Alors j’ai décidé de devenir une mère passable. Passable, c’est-à-dire la mère suffisamment bonne, mais pas trop. Aimante, mais pas étouffante. Gentille, mais parfois énervante. Aidante, mais pas contrôlante. Capable d’humour, mais pas le clown de service. En mère passable, je serai aussi la mère dont on peut se passer. Quand on est petit, parce qu’on a assez de force en soi pour attendre qu’elle revienne sans perdre confiance dans la vie et quand on est grand, parce qu’on peut la quitter et aller son chemin, solide sur ses deux jambes. Que l’enfant puisse se passer de sa mère, n’est-ce pas le but de l’éducation ?
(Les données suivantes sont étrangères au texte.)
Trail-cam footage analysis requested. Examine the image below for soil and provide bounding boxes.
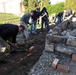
[0,30,47,75]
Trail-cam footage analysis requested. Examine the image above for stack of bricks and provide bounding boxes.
[52,58,69,73]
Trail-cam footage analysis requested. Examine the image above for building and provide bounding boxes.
[0,0,24,14]
[50,0,65,5]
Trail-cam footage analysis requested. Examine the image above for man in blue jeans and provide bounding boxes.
[30,8,40,34]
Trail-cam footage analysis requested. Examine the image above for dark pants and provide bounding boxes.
[41,19,50,32]
[54,16,61,26]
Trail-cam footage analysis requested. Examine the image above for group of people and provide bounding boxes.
[54,9,74,26]
[20,7,50,39]
[0,7,72,63]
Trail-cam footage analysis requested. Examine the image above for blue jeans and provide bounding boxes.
[30,21,36,32]
[41,20,50,32]
[54,16,61,26]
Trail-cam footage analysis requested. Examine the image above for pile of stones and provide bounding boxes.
[29,20,76,75]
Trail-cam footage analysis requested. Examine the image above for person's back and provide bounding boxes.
[57,12,64,17]
[32,10,40,21]
[20,13,31,23]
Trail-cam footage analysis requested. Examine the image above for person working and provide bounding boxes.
[20,11,34,40]
[0,24,25,44]
[41,7,50,32]
[54,10,66,26]
[30,8,40,34]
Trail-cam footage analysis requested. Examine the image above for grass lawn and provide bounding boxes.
[0,13,20,24]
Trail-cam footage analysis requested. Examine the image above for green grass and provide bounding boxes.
[0,13,20,24]
[46,2,64,14]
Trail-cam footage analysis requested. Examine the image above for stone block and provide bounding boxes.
[66,37,76,46]
[45,43,54,52]
[57,64,69,73]
[55,45,76,55]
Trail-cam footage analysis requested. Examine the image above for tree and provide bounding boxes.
[23,0,49,13]
[65,0,76,11]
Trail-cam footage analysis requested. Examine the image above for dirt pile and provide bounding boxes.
[29,20,76,75]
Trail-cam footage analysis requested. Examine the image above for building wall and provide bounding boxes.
[0,0,23,14]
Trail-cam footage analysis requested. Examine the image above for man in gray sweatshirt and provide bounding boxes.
[20,11,34,40]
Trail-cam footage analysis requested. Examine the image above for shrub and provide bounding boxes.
[46,2,64,14]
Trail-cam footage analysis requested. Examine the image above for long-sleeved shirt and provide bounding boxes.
[32,10,40,21]
[0,24,18,43]
[20,13,31,24]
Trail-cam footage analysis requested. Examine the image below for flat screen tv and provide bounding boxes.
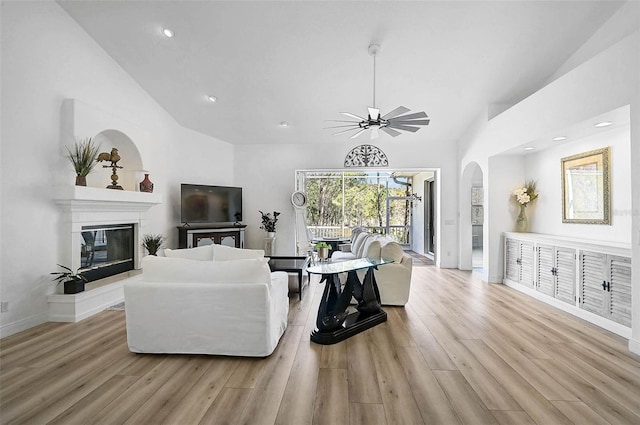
[180,183,242,223]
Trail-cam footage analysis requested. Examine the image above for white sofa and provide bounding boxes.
[331,232,413,305]
[124,245,289,357]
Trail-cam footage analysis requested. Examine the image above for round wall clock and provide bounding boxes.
[291,191,307,208]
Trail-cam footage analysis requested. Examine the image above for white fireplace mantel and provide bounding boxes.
[48,185,163,322]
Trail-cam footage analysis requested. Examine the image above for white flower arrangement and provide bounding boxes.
[511,180,538,207]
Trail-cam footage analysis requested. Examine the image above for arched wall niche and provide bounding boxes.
[57,99,153,191]
[458,162,483,270]
[87,129,144,191]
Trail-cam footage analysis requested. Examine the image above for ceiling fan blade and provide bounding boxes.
[332,128,362,136]
[322,124,360,130]
[340,112,367,121]
[382,106,411,120]
[387,123,420,133]
[389,118,431,125]
[380,127,402,137]
[383,112,429,120]
[351,128,367,139]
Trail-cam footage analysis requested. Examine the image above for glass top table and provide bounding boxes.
[307,258,393,345]
[307,258,393,274]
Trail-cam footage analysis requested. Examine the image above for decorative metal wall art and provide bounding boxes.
[344,145,389,167]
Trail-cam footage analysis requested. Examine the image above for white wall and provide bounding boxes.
[524,126,631,245]
[0,1,233,336]
[460,24,640,353]
[234,137,458,268]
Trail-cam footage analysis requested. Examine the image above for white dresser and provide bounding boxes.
[503,232,631,338]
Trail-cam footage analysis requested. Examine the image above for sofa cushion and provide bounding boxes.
[358,236,381,259]
[380,240,404,263]
[164,245,213,261]
[213,244,264,261]
[351,232,369,257]
[142,255,271,284]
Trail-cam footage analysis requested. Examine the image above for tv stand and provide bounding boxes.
[177,223,247,248]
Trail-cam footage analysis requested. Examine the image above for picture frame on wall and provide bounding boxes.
[471,205,484,225]
[471,187,484,205]
[561,146,611,224]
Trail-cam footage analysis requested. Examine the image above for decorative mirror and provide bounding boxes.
[561,146,611,224]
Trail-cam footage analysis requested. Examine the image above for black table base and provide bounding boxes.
[311,267,387,345]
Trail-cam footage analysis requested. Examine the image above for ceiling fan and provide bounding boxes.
[325,44,431,139]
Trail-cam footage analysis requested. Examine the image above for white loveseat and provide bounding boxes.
[124,245,289,357]
[331,232,413,305]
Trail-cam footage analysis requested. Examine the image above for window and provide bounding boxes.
[301,172,412,244]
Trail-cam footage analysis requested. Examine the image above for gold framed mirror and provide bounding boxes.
[561,146,611,224]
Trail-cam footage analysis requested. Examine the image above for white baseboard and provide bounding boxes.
[48,276,135,323]
[0,313,48,338]
[503,279,631,340]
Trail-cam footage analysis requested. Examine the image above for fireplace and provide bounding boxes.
[80,224,135,282]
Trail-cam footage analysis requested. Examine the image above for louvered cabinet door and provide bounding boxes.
[607,255,631,326]
[580,251,608,316]
[520,242,535,288]
[555,248,576,305]
[505,239,520,282]
[536,245,555,297]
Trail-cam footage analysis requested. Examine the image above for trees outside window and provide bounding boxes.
[305,172,411,243]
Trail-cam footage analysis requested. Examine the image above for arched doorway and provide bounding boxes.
[459,162,484,270]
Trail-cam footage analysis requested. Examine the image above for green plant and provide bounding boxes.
[65,137,100,177]
[142,234,167,255]
[50,264,88,285]
[258,210,280,232]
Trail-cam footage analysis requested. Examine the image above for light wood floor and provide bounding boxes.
[0,264,640,425]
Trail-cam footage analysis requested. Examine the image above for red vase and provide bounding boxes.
[140,173,153,193]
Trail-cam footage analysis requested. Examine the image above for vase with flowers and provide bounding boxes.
[258,210,280,257]
[512,180,538,233]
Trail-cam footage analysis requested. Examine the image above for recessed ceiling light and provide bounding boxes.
[162,28,175,38]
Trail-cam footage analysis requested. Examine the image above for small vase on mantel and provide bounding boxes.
[140,173,153,193]
[264,232,276,257]
[516,204,529,233]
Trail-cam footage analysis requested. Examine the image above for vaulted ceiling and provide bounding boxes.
[58,0,622,144]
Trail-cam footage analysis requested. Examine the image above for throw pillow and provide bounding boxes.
[213,245,264,261]
[359,236,381,259]
[351,232,371,258]
[164,245,213,261]
[380,241,404,263]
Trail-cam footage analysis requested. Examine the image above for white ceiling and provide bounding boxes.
[58,0,622,144]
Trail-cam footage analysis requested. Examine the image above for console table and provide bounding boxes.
[178,224,247,248]
[307,258,393,345]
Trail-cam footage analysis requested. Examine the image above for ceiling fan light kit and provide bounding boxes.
[327,44,431,139]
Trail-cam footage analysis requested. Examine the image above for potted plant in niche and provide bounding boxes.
[142,234,167,255]
[316,242,331,260]
[65,137,100,186]
[258,210,280,237]
[51,264,87,294]
[511,180,538,232]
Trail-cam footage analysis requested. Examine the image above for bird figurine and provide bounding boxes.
[96,148,122,168]
[96,148,124,190]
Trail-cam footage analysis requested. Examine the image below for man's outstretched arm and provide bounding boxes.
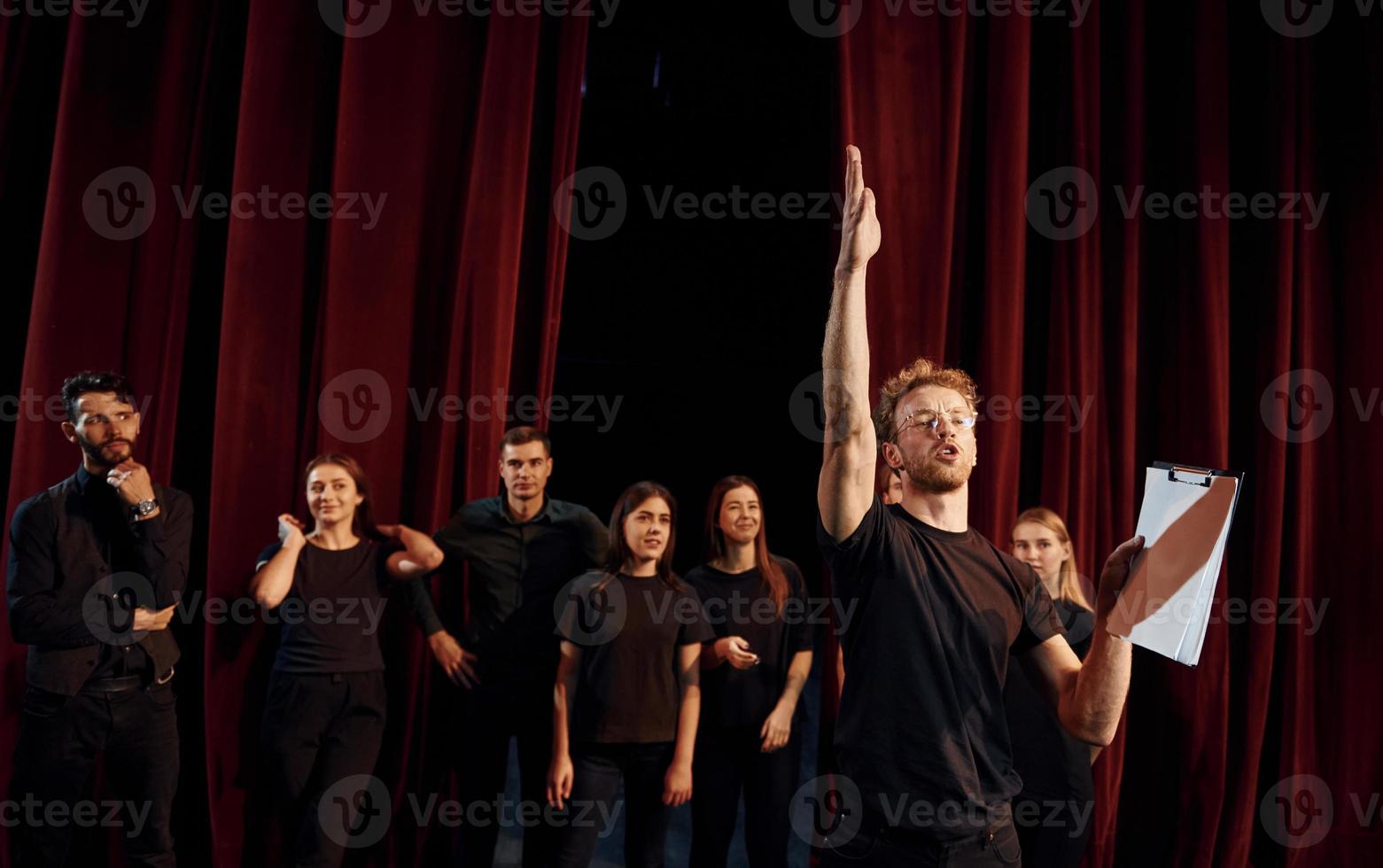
[816,145,880,542]
[1018,536,1142,747]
Chaque fois qu’elle manifeste le désir de devenir autonome dans une sphère de sa vie, je me félicite d’avoir su lui donner la force nécessaire pour croire en ses capacités. Chaque fois qu’elle acquiert un peu plus d’autonomie, je me félicite qu’elle puisse se passer de moi. Chaque fois qu’elle fait une erreur et que son monde ne s’écroule pas, je me félicite d’avoir su lui inculquer la capacité de se pardonner et de s’aimer, au lieu de lui retirer le droit à l’erreur. J’aime être une mère passable parce que la perfection je n’y crois pas, je n’en suis pas et je ne voudrais surtout pas imposer à mon enfant d’être ce que je ne réussis pas à être.
Alors, à quoi bon se culpabiliser de ses imperfections ? Il suffit de faire de son mieux, d’être soi et d’aimer. Il restera même des moments de doutes, de questionnements et de remises en question bien sûr. Puis, il y aura toujours une âme charitable pour nous comparer à telle ou telle autre qui fait mieux ou autrement. Mais en ayant écarté l’obligation de perfection et en ayant pour moi la même dose de compassion et d’acceptation que j’aurais pour ma meilleure amie, je me sens drôlement plus légère. Accepter mon imperfection, c’est un beau cadeau que je me fais et un bel exemple d’amour concret que je donne à mon enfant 9.